Sunday, November 04, 2007

The smiling Dalai

Father Raymond de Souza asks why the Dalai Lama always seems to be smiling. Perhaps because quietly and without military force, he has become China’s nemesis
The PRC has moved against the cultural institutions of Tibet, primary among them the role of the Buddhist monks. Restrictions have been placed on their own internal decision-making and designation of leaders. Most pointedly, the Dalai Lama is forced to live in exile, as he refuses to accept the PRC’s swallowing of Tibet as legitimate.
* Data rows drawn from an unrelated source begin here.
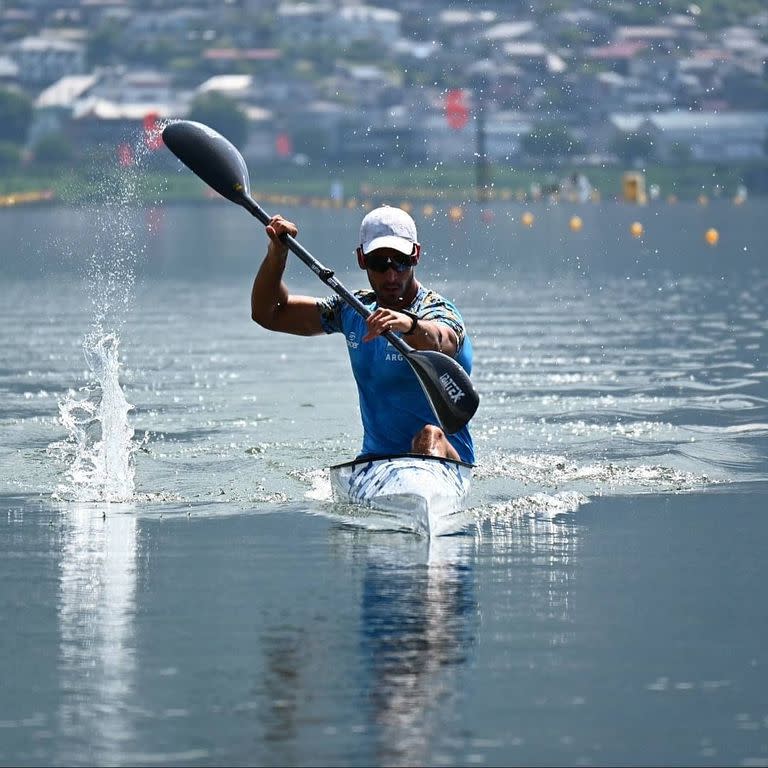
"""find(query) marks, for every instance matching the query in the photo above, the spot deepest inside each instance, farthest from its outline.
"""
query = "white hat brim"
(389, 241)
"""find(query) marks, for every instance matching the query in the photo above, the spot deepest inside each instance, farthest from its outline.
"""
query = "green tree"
(222, 114)
(54, 149)
(16, 113)
(10, 156)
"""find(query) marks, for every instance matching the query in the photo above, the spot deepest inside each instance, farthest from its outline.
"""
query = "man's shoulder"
(428, 299)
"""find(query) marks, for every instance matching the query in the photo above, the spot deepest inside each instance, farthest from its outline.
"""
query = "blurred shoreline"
(352, 186)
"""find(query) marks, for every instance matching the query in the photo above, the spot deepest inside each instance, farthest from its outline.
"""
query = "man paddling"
(396, 415)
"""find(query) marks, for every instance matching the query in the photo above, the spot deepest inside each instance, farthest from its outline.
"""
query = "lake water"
(177, 588)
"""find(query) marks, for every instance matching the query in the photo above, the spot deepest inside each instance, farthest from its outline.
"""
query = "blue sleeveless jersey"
(393, 406)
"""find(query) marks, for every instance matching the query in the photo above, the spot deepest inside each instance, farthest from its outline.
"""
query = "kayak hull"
(426, 494)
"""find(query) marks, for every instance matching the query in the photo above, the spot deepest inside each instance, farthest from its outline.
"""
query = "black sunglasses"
(380, 263)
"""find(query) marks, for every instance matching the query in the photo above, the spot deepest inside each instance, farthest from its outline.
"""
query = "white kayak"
(426, 494)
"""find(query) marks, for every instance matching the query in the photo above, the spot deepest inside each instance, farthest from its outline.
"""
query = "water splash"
(99, 449)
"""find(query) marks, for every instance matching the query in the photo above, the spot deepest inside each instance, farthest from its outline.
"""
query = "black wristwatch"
(414, 321)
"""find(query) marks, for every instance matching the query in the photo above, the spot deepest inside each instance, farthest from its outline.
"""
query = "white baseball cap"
(388, 227)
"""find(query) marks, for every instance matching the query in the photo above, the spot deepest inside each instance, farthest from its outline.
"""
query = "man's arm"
(428, 334)
(272, 306)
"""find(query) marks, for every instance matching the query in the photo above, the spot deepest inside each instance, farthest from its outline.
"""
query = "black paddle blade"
(211, 157)
(447, 387)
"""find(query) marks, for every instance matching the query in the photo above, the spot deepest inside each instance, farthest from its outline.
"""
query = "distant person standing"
(396, 415)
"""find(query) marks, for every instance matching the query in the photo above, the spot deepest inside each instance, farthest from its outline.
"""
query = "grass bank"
(172, 183)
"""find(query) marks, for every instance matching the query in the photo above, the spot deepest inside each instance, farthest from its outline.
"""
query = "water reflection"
(418, 625)
(97, 606)
(546, 544)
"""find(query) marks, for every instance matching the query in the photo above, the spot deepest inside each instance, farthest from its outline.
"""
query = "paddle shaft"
(325, 274)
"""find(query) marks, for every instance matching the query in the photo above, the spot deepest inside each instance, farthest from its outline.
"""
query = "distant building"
(42, 60)
(700, 136)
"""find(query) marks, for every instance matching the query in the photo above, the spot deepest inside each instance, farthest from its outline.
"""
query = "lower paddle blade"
(447, 387)
(211, 157)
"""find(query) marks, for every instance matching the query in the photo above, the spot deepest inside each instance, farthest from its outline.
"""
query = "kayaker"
(396, 415)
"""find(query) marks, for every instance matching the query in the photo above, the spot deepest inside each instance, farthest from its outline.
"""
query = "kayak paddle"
(219, 164)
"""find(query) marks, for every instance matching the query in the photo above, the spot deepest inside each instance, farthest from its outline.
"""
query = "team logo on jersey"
(452, 389)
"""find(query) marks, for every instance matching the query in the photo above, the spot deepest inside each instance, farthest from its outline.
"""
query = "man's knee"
(431, 441)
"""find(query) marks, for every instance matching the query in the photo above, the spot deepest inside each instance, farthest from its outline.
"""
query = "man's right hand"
(279, 226)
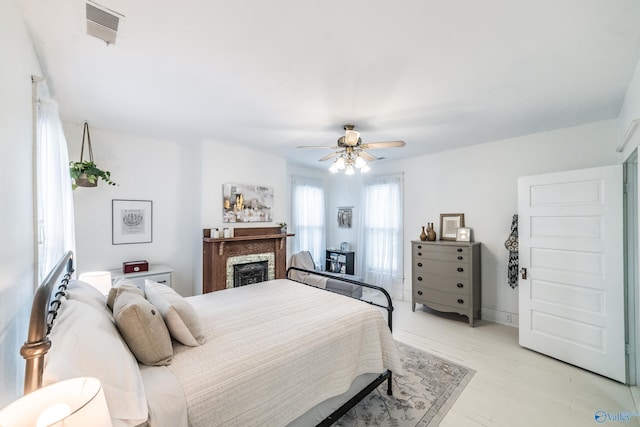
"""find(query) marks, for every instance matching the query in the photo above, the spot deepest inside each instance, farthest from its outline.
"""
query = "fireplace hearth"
(250, 273)
(248, 245)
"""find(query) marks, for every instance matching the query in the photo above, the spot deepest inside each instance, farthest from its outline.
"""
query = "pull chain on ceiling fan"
(351, 153)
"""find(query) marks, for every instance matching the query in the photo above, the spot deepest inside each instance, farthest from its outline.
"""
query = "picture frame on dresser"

China has yet to learn that sheer might and growing prosperity are not replacements for the rights of conscience and religious liberty. While the International Olympic Committee, and Google, and Mattel and others are perfectly willing to bow before the PRC leadership, the Dalai Lama and his monks are made of sturdier stuff. And nothing confounds the politically powerful more than the man of religion who bows only to his God. Whether the ancient pharaoh and Moses, Pilate and Jesus, Henry II and Thomas Becket, Henry VIII and Thomas More — the story is the same, and you would have thought the Chinese would be wise enough to learn it.
China is so afraid of this one man being free, that they risk looking absurd, even to point of recognizing what they claim doesn't exist.
So unhinged has Beijing become over the Dalai Lama that this past summer they moved to prevent him from reincarnating himself as the next lama after his death. I do not believe in reincarnation and so am not concerned with the particulars of how it is supposedly accomplished, but surely a certificate of permission from the religious affairs bureaucracy is not essential.

Yet effective last Sept. 1, Beijing decreed that any reincarnations accomplished without official government permission were invalid. Of course the monks will ignore the decree, but it would be delightful to discover what the actual process was for obtaining a permission to reincarnate from the PRC government.